A few months before the Americana Music Conference I had received an email baring a Hatch Show Print image of a young Porter Wagoner beaming and smiling and holding his guitar. he seemed to be thinking “I am the man, and kiss my ass.” This was an invitation to a tribute to the country music legend, Hall Of Fame member and and Opry fixture.
The tribute became a eulogy after Wagoner succumbed to lung cancer at the age of 80 on Sunday, October 28th.
Wagoner was riding high on the release of his Anti records album “Wagonmaster.” The album was produced, played on and shepherded by the patron saint of country music’s legacy Marty Stuart.
I made my way downtown from the Convention Center conference check in to the Tennessee State Museum where the amidst the current exhibit of Marty Stuart’s Sparkle & Twang a tribute was to be held. There was already a line forming, 20 or 25 of the faithful, and I sauntered up to the end of the line. There I met fiddler extraordinaire Barbara Lamb and her friend from Seattle (who’s name escapes me) munching on the remnants of a Subway sandwich. Lamb proved to be charming company and took time to point out the Nashville who’s who growing crowd.
With the price of admission (a $5 donation for the Museum really) came a ticket for a free beverage. As I was waining in line for my free Bub longneck I was fortunate to recognize Austin, Texas chanteuse Sunny Sweeney ahead of me. I told Sunny who I was and told her that I run this blog and she was sweet enough to state that she had seen my site. What a gal!
Then Rodney Crowell came walking around the side of the bar and I was barely able to mutter a hello and grab a handshake. But I did my best.
By the time I made my way back to my chair I noticed that the room was filled with hundreds of folks most of which where standing around the stage and seating area. Then there was a brief clamor and I saw Attorney General Janet Reno. Reno had been involved in the “Song of America” project and was in town to appear on a panel of the same name. The cool factor of the room just amped way up for me.
The show started with Jim Lauderdale doing what he does naturally, MCing the event. Singing “Slewfoot,” telling corny jokes (“I once told a the Grand Old Opry crowd, “I like classical music, like Wagner, Porter Wagoner.” – HAW!) and wearing a spangled Nudie suit Porter would be proud of, Jim mentioned that Marty Stuart was stuck out of town and not able to attend the event honoring his friend and colleague. It might have been true, but I just figured Marty was naturally too tore up to appear.

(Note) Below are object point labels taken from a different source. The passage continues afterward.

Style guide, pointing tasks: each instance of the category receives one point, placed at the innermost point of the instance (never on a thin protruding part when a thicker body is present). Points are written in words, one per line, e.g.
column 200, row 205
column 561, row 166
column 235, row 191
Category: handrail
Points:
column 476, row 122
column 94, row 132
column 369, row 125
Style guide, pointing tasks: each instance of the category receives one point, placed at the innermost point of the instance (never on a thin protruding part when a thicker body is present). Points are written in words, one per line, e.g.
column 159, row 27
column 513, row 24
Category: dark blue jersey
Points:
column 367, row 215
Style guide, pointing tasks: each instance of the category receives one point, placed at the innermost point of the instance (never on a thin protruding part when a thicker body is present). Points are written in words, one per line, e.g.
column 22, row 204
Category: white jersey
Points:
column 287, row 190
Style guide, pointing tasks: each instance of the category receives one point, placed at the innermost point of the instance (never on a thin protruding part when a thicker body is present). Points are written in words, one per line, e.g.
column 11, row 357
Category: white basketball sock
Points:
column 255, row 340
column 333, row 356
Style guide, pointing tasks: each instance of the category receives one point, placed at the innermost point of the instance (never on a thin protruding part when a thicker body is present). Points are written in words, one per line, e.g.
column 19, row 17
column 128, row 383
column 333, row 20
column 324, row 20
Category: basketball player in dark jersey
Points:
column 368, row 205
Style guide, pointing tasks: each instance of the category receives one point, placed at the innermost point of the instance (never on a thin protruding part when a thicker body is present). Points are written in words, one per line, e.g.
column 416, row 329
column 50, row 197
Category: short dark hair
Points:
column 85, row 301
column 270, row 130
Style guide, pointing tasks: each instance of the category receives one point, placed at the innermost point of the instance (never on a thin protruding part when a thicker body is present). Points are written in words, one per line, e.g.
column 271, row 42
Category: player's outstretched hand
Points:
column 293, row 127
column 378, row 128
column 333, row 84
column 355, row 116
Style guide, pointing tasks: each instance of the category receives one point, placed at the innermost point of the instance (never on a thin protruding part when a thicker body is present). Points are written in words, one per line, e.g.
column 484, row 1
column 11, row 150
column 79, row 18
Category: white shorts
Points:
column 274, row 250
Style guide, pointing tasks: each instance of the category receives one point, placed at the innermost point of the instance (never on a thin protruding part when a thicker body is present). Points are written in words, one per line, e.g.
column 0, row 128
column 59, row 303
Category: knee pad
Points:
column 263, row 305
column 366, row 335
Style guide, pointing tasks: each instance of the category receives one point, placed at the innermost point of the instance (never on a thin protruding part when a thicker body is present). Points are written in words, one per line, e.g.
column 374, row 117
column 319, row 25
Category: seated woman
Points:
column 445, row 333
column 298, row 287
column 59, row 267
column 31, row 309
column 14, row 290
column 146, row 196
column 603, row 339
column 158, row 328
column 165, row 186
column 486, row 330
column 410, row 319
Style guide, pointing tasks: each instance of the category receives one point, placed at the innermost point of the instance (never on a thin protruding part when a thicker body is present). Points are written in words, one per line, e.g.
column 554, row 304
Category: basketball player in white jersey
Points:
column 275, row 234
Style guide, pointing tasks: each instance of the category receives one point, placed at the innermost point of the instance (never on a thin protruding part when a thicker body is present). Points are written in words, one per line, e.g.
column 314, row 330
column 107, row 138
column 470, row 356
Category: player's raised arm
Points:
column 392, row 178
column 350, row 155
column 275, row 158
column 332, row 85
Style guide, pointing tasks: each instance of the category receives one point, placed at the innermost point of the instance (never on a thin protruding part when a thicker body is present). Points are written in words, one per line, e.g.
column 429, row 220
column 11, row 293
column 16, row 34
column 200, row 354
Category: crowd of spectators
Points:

Wearing a Nudie inspired baseball cap Wagoner’s daughter, Denise, was in at a table up front with some other family members. She briefly spoke at the event and was clearly pleased with the turnout and the opportunity to pay respect to her father and receive the Americana Music Association “Americana Original Award” given to Porter posthumously.
Also in the audience was Wagoner’s pre-Dolly duet partner, a youthful appearing Norma Jean, who waived and smiled sweetly when announced.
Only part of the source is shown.